Prove tecniche di Terroir “I crus della Campania”: Antonio Paolini, Giovanni Ascione. Due percorsi in uno. Belli assai. Il primo: un castello sul mare, tante sale, lunghi corridoi. Ci vuole la mappa del tesoro, per passare da un posto all’altro. Il tesoro è la mappa del secondo viaggio.

Sono i vini da vitigni indigeni nazionali che Vitigno Italia, il festival napoletano del vino, bella formula ormai arciconsolidata, offre ogni anno nella cornice unica di Castel dell’Ovo. Un bel po’ di produttori, attrazioni vere (esempio, Piero Palmucci e i suoi Rossi che sembrano Brunello e i Brunello che sembrano, toh… straBrunello, e che Brunello!!). E poi degustazioni a tema, di ogni genere. Ad esempio, quella dedicata alla Campania e ai suoi cru, le pazzesche varietà e i luoghi estremi di una regione che per tutti è golfi, costiere, isole, mare, pizza e tuppete, e per chi fa vino è lavoro spesso impervio ma straordinario, in bilico tra moderno ed estremo e le atmosfere da Indiana Jones del vigneto.

Prendi per esempio il primo vino dei dieci che sto per raccontare, e che hanno scandito la degu affidata indegnamente al sottoscritto e a Giovanni Ascione (campano doc, e mitico conduttore dal piglio straordinariamente laico, colto e informato, e perciò capace di scorrer via assolutamente easy, profondo senza pesare o parere). Il vino di debutto è:

Grotta del Sole Asprinio Metodo classico. Ed è subito sintesi. Due tycoon del modern italico, Attilio Pagli in cantina e Federico Curtaz nel campo, per vigneti fuori dal mondo e dal tempo. Vite maritata, cioè attaccata ai pioppi a formare alberate da 15 metri di quota su cui si sale con scale da… circo. L’azienda lavora anche su Greco e Tufo, ma i suoi clou (e cru) speciali sono quelli dei Campi Flegrei. L’Asprinio è quella roba di cui il buon Soldati scrisse: … profuma appena, e quasi di limone: ma, in compenso, è di una secchezza totale, sostanziale, che non si può immaginare se non lo si gusta… Che grande piccolo vino! Il nostro ha più corpo, meno asprezza, 36 mesi sui lieviti, sa di agrume fine ma si arrotonda un po’. Con la bufala va sempre bene, ma con i piatti di mare di più. E lo laurea una produttrice Franciacortina, lady Muratori (vedremo perché presente) che lo definisce: uno splendido metodo classico. Non esageriamo: però 2 scatti e secchio ci stanno tutti…
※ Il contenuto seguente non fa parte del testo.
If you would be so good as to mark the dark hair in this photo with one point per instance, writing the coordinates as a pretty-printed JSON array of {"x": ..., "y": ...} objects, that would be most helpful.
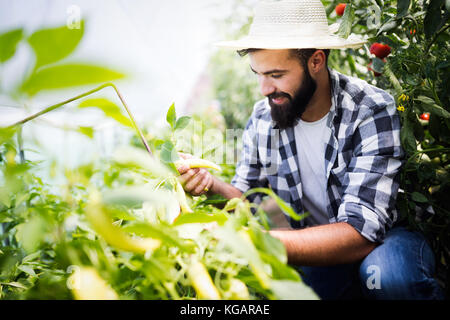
[{"x": 302, "y": 54}]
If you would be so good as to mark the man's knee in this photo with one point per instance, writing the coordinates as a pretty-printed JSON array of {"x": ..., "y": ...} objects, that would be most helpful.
[{"x": 400, "y": 268}]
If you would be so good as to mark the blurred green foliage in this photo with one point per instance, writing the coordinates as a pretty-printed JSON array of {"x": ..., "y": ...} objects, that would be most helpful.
[{"x": 416, "y": 73}]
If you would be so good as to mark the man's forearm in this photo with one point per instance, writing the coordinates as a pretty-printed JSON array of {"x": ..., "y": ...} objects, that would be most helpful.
[
  {"x": 224, "y": 189},
  {"x": 329, "y": 244}
]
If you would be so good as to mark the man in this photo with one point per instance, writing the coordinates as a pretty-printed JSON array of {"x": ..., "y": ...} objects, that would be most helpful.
[{"x": 327, "y": 144}]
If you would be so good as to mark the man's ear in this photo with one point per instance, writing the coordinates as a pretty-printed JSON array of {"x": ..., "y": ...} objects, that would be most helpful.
[{"x": 317, "y": 62}]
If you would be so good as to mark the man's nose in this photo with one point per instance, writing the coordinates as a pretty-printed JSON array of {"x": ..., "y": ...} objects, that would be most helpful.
[{"x": 266, "y": 86}]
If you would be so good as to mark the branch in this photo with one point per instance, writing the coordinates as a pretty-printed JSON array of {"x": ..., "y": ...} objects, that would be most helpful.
[{"x": 56, "y": 106}]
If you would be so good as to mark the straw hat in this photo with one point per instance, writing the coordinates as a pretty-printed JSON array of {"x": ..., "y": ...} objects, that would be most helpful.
[{"x": 292, "y": 24}]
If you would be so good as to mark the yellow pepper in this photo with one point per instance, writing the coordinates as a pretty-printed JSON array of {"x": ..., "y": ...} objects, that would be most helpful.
[
  {"x": 202, "y": 282},
  {"x": 86, "y": 284},
  {"x": 197, "y": 163},
  {"x": 112, "y": 234}
]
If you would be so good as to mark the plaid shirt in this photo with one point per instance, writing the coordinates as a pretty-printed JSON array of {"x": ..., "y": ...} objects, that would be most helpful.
[{"x": 362, "y": 158}]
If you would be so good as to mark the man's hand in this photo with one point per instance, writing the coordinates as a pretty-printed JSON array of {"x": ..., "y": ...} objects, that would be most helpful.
[{"x": 196, "y": 181}]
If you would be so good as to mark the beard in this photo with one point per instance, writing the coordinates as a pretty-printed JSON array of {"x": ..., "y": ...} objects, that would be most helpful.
[{"x": 287, "y": 114}]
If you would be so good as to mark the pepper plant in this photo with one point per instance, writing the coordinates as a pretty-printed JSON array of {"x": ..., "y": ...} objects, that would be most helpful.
[{"x": 123, "y": 228}]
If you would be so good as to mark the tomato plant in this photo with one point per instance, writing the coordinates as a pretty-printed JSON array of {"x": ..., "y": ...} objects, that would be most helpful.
[{"x": 413, "y": 66}]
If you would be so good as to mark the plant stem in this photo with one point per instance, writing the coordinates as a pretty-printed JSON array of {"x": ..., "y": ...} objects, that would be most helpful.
[{"x": 56, "y": 106}]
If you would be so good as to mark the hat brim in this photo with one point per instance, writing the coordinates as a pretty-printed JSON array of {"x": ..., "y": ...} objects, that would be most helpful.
[{"x": 327, "y": 42}]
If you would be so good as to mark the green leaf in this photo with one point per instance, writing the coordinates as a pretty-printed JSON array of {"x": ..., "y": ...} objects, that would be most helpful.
[
  {"x": 87, "y": 131},
  {"x": 168, "y": 152},
  {"x": 135, "y": 196},
  {"x": 182, "y": 122},
  {"x": 6, "y": 134},
  {"x": 433, "y": 17},
  {"x": 109, "y": 108},
  {"x": 201, "y": 217},
  {"x": 159, "y": 231},
  {"x": 389, "y": 25},
  {"x": 430, "y": 105},
  {"x": 130, "y": 156},
  {"x": 292, "y": 290},
  {"x": 171, "y": 116},
  {"x": 407, "y": 136},
  {"x": 378, "y": 65},
  {"x": 8, "y": 43},
  {"x": 67, "y": 75},
  {"x": 53, "y": 44},
  {"x": 32, "y": 233},
  {"x": 418, "y": 197},
  {"x": 402, "y": 7},
  {"x": 280, "y": 202},
  {"x": 27, "y": 269},
  {"x": 345, "y": 27}
]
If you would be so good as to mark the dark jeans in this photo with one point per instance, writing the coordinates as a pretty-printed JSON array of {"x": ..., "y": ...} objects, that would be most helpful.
[{"x": 400, "y": 268}]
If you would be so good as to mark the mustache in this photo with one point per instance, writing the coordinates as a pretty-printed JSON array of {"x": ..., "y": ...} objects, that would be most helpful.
[{"x": 276, "y": 95}]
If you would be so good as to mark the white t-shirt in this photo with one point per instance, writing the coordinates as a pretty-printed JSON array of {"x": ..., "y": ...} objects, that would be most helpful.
[{"x": 311, "y": 139}]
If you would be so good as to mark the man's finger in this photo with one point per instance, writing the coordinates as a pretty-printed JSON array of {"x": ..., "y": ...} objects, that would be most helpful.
[
  {"x": 196, "y": 180},
  {"x": 187, "y": 175},
  {"x": 200, "y": 189}
]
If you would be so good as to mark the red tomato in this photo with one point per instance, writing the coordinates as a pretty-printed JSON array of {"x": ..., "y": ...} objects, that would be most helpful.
[
  {"x": 340, "y": 9},
  {"x": 376, "y": 74},
  {"x": 380, "y": 50}
]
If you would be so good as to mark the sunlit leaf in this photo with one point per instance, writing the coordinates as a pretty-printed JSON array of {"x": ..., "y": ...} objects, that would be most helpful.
[
  {"x": 345, "y": 27},
  {"x": 68, "y": 75},
  {"x": 430, "y": 105},
  {"x": 109, "y": 108},
  {"x": 402, "y": 7},
  {"x": 53, "y": 44},
  {"x": 418, "y": 197},
  {"x": 87, "y": 131},
  {"x": 292, "y": 290},
  {"x": 280, "y": 202},
  {"x": 171, "y": 116},
  {"x": 201, "y": 217},
  {"x": 8, "y": 43},
  {"x": 138, "y": 157},
  {"x": 182, "y": 122}
]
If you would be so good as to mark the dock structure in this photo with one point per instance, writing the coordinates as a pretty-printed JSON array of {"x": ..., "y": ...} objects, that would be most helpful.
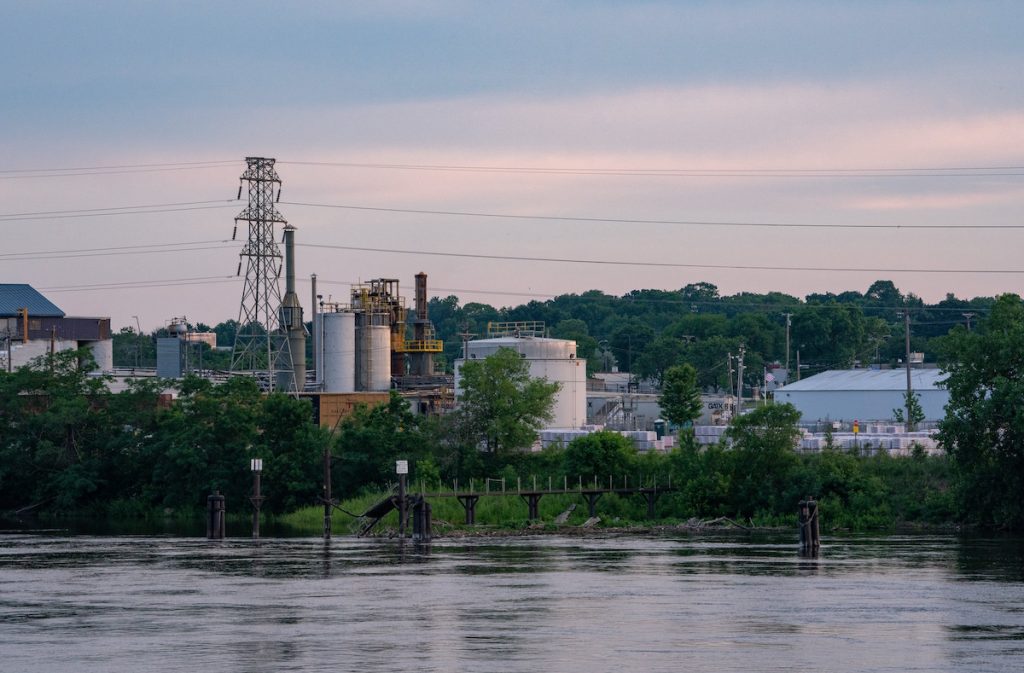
[{"x": 469, "y": 498}]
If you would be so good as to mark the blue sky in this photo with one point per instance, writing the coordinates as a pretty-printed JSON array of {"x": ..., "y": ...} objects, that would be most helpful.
[{"x": 628, "y": 86}]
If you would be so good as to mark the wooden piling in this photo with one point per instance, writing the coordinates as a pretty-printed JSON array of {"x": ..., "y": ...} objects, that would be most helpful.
[{"x": 215, "y": 510}]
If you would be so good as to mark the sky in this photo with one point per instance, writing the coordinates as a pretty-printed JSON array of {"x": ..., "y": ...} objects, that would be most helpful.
[{"x": 667, "y": 136}]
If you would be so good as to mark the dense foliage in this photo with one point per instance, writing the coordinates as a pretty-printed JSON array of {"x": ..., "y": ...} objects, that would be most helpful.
[
  {"x": 501, "y": 407},
  {"x": 983, "y": 429},
  {"x": 680, "y": 400},
  {"x": 69, "y": 445}
]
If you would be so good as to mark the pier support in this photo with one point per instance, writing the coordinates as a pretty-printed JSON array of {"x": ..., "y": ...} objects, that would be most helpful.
[
  {"x": 469, "y": 504},
  {"x": 810, "y": 531},
  {"x": 532, "y": 504},
  {"x": 422, "y": 523},
  {"x": 215, "y": 510},
  {"x": 651, "y": 496}
]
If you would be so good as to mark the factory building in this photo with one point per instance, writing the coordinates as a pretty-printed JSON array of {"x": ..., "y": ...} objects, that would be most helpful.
[
  {"x": 365, "y": 345},
  {"x": 865, "y": 394},
  {"x": 554, "y": 360},
  {"x": 32, "y": 326}
]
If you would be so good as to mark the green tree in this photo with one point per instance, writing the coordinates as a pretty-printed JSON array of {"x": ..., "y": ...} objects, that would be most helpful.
[
  {"x": 373, "y": 438},
  {"x": 501, "y": 407},
  {"x": 680, "y": 400},
  {"x": 599, "y": 454},
  {"x": 911, "y": 401},
  {"x": 763, "y": 444},
  {"x": 983, "y": 429}
]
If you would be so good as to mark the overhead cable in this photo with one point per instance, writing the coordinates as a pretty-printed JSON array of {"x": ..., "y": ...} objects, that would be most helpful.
[
  {"x": 617, "y": 262},
  {"x": 626, "y": 220}
]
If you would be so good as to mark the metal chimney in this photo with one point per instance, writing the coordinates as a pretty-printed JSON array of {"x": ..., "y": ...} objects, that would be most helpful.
[{"x": 291, "y": 321}]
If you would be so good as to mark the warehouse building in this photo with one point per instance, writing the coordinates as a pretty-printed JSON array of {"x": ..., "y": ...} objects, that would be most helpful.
[{"x": 866, "y": 394}]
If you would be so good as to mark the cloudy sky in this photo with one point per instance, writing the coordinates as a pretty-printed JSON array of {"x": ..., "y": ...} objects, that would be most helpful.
[{"x": 665, "y": 135}]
Secondo step: da estremo a estremo, dai pioppi verticali alle altrettanto verticali pendenze dei vigneti di Ischia, che si vendemmiano… in funicolare. Il Casa d’Ambra Frassitelli 2010 è il prodotto ultimo di un marchio che dal 1863 vuol dire vino di Ischia. Frassitelli è il cru dei D’Ambra, che peraltro comprano da sempre un fettone (in proporzione) della risicata produzione isolana. Vigna vecchia 4 ettari nell’omonima località, poi altri appezzamenti di contorno e, a riprova che qua non si pazzìa, un campo sperimentale con tutte le uve delle radici ischi tane e non solo, ovvero Guarnaccia e Guarnaccello, Coda Cavallo, Streppa Rossa, Rillottola (Uva Rillo), Don Lunardo, Catalanesca, Uva Romana, Uva Procidana, Uva Coglionara… per vedere se da qualcosa si può trarre un pezzo ulteriore di futuro enoico locale. Questo Frassitelli, da Biancolella al 100%, parla ancora mezzo e mezzo al naso, ma si fa già sentire in bocca. Sa di fiori, ginestra in primis, e frutta gialla leggera: ma è tutt’altro che esile, grazie al batonage e al lungo nutrimento da fecce fini. Ci sta: 2 ½ scatti. E lavoro futuro dagli scampi al coniglio freddo. Ischitano, ça va sans dire.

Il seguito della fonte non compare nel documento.